Phase 5: Add Orchestration and Child AI

Objective

Expand from AI-assisted workspace control into AI-managed workspace execution.

Scope

  • child AI workers
  • bounded worker roles
  • task routing
  • future workspace templates/specs

Concrete Work

  • define worker roles and ownership rules
  • introduce child AI execution paths
  • add task decomposition and aggregation
  • support workspace templates/specs

Success Criteria

  • AI mode becomes a real control plane
  • worker behavior is bounded and inspectable
  • the system is still layered, not entangled

Runtime and Persistence Strategy

Near Term

  • Phase 1 fixes PaneInfo to not carry pty_pid — this is the prerequisite for all persistence work
  • do not build persistence before the session/PTY boundary is clean

Medium Term

  • prepare the Rust backend for process separation: SessionManager should be serializable and loadable independently of PtyManager
  • avoid new code that assumes the UI window is the permanent owner of all live PTYs

Long Term

  • introduce a detached runtime / daemon model: SessionManager and PtyManager run in a background process; the UI connects and reconnects without killing the PTYs

Recommended Immediate Next Steps

In order:

  1. Introduce src/transport.ts and migrate all invoke/listen calls to it.
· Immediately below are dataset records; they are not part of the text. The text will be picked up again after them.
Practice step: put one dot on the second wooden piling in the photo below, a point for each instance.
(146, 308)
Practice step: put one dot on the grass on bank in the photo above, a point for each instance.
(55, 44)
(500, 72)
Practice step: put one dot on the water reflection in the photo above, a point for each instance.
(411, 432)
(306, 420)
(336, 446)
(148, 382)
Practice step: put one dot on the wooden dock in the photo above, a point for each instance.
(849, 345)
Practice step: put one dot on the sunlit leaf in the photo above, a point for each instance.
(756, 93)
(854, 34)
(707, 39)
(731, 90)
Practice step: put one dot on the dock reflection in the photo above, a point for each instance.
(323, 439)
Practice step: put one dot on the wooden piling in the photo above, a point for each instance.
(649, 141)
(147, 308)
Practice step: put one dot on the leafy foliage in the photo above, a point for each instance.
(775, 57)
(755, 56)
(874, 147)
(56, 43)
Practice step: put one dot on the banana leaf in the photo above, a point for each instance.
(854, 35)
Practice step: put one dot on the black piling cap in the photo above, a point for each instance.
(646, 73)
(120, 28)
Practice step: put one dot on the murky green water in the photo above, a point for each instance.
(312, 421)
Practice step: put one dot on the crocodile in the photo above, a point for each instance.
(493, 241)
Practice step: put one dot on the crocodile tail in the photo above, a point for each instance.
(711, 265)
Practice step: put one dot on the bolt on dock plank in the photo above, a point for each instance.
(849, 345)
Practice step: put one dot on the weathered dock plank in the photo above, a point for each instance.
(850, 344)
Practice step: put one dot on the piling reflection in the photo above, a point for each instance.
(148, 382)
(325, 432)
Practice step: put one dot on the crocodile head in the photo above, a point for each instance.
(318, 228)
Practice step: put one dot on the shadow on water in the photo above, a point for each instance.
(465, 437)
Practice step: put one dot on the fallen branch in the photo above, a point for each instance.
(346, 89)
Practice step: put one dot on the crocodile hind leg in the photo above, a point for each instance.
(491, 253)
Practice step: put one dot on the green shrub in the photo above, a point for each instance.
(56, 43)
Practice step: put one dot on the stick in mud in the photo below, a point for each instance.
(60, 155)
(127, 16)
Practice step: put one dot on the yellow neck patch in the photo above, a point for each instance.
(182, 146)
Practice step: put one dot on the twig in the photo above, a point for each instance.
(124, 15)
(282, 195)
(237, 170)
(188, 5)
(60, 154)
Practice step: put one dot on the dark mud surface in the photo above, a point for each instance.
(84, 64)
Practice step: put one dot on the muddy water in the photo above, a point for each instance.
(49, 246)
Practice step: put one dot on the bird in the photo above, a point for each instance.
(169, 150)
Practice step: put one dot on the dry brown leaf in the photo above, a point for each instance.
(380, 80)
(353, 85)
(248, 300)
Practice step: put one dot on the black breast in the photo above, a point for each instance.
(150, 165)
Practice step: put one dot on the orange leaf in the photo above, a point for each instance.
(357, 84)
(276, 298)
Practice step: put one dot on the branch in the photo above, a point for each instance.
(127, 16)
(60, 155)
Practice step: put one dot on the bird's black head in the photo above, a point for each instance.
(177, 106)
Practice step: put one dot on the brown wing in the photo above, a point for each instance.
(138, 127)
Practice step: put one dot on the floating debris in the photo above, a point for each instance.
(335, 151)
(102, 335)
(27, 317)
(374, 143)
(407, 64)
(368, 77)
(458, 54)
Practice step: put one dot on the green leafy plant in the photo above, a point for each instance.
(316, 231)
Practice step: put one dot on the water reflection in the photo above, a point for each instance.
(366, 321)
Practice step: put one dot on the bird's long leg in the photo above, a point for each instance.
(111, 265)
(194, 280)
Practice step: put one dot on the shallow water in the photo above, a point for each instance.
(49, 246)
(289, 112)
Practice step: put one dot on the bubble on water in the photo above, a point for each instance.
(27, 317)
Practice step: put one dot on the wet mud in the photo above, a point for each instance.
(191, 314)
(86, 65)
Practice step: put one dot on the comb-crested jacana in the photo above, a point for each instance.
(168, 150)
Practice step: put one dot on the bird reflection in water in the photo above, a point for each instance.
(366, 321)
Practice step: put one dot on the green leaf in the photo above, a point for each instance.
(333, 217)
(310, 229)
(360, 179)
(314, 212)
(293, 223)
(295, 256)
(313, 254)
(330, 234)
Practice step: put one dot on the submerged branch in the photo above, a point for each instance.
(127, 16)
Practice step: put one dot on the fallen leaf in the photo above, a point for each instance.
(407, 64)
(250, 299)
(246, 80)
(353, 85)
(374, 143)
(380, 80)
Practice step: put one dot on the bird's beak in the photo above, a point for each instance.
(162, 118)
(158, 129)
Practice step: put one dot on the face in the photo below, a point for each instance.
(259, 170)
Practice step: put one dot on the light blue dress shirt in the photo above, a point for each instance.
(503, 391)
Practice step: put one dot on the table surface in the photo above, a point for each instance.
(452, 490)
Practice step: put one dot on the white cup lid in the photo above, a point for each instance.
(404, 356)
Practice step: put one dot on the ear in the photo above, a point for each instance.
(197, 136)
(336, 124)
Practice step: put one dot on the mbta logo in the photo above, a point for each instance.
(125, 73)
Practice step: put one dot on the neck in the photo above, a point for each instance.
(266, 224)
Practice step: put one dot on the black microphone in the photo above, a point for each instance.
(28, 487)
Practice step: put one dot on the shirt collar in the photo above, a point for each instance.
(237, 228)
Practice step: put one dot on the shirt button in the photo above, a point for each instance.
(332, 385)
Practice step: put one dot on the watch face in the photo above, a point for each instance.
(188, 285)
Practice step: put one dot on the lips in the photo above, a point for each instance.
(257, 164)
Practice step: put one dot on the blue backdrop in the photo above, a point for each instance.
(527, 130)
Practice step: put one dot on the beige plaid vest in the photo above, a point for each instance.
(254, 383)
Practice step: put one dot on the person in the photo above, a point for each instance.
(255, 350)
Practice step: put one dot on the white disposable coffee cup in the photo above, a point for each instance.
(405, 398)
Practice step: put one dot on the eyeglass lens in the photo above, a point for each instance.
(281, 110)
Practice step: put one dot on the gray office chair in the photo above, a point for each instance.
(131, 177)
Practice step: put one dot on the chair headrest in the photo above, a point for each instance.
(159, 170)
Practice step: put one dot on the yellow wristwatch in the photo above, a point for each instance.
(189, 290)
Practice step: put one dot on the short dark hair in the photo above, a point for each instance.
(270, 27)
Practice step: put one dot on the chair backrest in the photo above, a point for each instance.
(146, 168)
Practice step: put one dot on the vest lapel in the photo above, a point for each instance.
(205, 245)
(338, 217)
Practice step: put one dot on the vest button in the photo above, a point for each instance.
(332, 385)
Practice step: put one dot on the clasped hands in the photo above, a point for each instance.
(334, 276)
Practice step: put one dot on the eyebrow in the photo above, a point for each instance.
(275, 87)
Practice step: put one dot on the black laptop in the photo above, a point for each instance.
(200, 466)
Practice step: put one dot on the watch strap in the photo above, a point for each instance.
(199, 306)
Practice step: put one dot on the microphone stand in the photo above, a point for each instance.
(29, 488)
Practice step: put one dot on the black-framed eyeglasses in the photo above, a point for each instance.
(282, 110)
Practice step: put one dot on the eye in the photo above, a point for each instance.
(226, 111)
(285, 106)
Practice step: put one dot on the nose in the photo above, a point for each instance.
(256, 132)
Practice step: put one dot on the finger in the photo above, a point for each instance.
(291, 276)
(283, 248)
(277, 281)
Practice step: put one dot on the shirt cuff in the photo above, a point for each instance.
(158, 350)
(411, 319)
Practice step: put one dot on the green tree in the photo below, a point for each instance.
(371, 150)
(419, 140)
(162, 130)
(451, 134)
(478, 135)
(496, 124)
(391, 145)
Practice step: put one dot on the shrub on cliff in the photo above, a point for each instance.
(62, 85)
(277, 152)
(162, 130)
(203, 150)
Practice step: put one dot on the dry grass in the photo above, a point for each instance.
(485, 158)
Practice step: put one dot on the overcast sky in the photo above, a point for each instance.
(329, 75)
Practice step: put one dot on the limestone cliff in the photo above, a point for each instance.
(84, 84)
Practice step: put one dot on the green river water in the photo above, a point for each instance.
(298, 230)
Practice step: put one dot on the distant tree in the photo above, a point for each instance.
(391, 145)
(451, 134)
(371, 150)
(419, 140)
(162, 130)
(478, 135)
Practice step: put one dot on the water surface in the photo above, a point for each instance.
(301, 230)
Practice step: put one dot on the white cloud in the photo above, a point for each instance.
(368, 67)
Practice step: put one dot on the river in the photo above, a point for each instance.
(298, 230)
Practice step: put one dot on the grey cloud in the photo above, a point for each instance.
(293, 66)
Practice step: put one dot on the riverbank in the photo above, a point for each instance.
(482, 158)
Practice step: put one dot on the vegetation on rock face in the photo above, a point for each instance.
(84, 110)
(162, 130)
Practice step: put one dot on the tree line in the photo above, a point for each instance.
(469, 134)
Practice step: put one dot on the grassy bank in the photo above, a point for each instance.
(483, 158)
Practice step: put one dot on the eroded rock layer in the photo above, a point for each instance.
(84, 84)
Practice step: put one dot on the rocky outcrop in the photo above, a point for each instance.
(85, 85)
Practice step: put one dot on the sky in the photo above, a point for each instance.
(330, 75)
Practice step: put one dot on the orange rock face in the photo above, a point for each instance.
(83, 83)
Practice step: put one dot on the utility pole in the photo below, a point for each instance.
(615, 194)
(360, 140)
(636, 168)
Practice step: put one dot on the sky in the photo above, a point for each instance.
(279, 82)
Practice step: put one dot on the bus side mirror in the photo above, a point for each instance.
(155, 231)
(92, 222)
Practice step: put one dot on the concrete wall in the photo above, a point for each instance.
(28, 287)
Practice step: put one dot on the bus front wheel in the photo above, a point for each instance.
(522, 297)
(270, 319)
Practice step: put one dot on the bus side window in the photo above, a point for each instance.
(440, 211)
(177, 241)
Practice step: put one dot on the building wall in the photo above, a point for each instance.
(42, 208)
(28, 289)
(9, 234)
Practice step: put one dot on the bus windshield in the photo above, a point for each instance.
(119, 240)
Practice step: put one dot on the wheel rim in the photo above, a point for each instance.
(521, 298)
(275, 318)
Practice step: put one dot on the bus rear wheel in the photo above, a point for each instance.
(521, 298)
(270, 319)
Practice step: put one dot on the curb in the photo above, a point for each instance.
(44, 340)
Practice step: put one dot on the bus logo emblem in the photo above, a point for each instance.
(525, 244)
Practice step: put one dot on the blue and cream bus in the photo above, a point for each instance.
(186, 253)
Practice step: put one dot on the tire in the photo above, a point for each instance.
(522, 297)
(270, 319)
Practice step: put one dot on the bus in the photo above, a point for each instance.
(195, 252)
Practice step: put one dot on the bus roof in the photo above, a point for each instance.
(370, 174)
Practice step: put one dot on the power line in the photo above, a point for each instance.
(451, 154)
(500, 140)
Small file, high leverage — every subsequent step lands cleaner because of it.
  2. Extract WorkspaceActions from ai-handler.ts. Unblocks AI/keyboard convergence and removes the WaterfallArea dependency from AI code.
  3. Move pty_pid out of PaneInfo in session.rs. Required before any persistence work.
  4. Replace the single-pending-plan model in plan-executor with a queue.
  5. Add OSC 133 markers to the existing shell hook injection in pty.rs. The infrastructure is already there — this is a small addition.
  6. Move auto-rename logic out of WaterfallArea.

Things to Avoid

  • adding new invoke() call sites before transport.ts exists — each one is another file to update during the daemon split
  • rebuilding what already exists (executeAction is the action layer seed — extract it, do not rewrite it)
  • starting Phase 2 before PaneInfo is clean of process state
  • treating OSC 133 as a large project (it is a small extension of existing code)
  • adding new AI features while plan-executor can still silently drop plans
  • mixing runtime design, AI design, and UI polish into one large refactor

Review Questions

  • Is the terminal/workspace foundation still improving independently of AI?
  • Are we adding state and actions, or just adding more UI wiring?
  • Does each phase unlock the next one cleanly?
  • Is PaneInfo clean of PTY runtime fields?
  • Are we preserving the option to move toward a detached runtime later?
  • Is AI mode becoming a true control plane, not just a command relay?
  • Can the action queue handle concurrent plans without silent data loss?
  • Is all IPC going through transport.ts, or are new invoke() calls creeping in?